Henry and a few others suggested I was a bit hard on Douthat for not being hard enough on Helprin. Douthat may be guilty only of the venial sin of obligatory civility in the face of a bad book, not the mortal sin of Higher Broderism. (Although one hopes the critic’s motto is not ‘if you can’t say something nice, don’t say anything at all.’) It really was his last paragraph that set me off, and it’s worth saying why. I’ll leave Helprin and even Douthat mostly out of it.

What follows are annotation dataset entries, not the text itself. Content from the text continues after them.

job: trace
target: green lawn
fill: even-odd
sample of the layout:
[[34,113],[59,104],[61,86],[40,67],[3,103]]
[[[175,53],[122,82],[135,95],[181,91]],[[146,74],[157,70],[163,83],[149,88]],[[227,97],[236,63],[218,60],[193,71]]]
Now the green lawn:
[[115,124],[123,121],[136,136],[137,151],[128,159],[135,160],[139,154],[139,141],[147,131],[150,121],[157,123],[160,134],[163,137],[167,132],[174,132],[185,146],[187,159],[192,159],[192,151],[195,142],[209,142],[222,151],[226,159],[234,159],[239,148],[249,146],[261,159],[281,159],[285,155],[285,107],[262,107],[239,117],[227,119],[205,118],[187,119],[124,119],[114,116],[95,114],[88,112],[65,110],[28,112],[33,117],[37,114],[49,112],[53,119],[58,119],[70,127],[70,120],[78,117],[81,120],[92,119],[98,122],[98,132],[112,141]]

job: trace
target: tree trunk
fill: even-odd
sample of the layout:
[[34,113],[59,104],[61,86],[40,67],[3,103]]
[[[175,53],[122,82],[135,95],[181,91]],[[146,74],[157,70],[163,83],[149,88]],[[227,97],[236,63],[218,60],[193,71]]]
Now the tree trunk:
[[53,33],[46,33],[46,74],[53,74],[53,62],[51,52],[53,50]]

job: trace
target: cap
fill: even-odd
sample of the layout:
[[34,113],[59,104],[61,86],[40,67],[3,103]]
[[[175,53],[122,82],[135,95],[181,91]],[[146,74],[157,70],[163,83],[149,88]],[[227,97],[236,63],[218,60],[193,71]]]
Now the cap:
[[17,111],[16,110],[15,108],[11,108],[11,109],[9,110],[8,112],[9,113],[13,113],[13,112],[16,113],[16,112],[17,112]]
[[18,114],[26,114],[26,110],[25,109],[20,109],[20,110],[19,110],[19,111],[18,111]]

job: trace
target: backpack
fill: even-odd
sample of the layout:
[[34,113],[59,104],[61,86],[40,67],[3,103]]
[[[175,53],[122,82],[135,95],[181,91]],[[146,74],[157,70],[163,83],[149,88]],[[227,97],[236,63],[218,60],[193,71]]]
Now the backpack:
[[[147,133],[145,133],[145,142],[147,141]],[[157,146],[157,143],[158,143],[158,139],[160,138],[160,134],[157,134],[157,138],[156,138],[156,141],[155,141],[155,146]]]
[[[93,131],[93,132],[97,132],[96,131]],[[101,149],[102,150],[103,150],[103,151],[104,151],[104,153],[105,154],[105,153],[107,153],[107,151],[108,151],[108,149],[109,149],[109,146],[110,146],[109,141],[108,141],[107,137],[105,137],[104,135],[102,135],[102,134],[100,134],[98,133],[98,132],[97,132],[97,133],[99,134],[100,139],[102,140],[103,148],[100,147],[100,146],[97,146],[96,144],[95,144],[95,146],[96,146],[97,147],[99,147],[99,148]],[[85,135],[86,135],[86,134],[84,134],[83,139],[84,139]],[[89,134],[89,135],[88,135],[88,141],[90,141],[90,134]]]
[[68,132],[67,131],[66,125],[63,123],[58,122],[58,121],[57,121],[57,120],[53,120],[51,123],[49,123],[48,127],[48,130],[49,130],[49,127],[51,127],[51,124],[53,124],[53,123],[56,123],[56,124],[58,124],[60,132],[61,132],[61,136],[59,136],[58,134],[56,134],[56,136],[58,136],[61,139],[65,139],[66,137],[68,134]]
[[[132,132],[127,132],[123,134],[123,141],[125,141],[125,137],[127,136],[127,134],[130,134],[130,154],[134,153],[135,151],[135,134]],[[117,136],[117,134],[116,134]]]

Since I’ve got a bug in my ear about copyright extension, I often talk to folks about it when I’m not even on the internet. My informal but fairly extensive experience is that smart folks who just haven’t thought about the issue much (and most people haven’t) tend to default to the Helprin op-ed position. It’s spontaneous wisdom: ‘If I create something, it’s my property and I should own it outright!’ This makes people think that copyright extension at the very least makes good sense. It sounds quite moderate. Why not infinite copyright! In my experience it’s actually not hard to talk people out of this position, because offline I’m not the ball of indignance you know me to be, and people who haven’t thought about the issue genuinely are not ideologically staked out. You just raise a few simple points about the economics of rivalrous and non-rivalrous goods; point out what the Constitution actually says about copyright, and why it was probably written that way. You invite them to think about how and why language itself is a massive public good, and how we should at least think about creative works as public goods, on the analogy of language. (Not that it’s a perfect analogy, but natural language itself is one of the clearest cases.) You make a few standard moves, basically. In my experience people respond: hey, I never thought of that before. (And how often does that happen when you get in arguments about politics? There’s room to teach in this area, I say.) People are often interested to learn that this is one of those issues concerning which there is strong consensus – really across ideological lines – that the current system is counter-productive. When Hayekians and Marxists, and pretty much everyone in between, agree that something is a bad idea, economically, you should at least not assume that it’s obviously a good idea. It isn’t that hard to convince people that the range of likely reasonable positions, while quite wide – certainly there is room for argument – probably doesn’t include the system we’ve actually got, never mind anything stronger.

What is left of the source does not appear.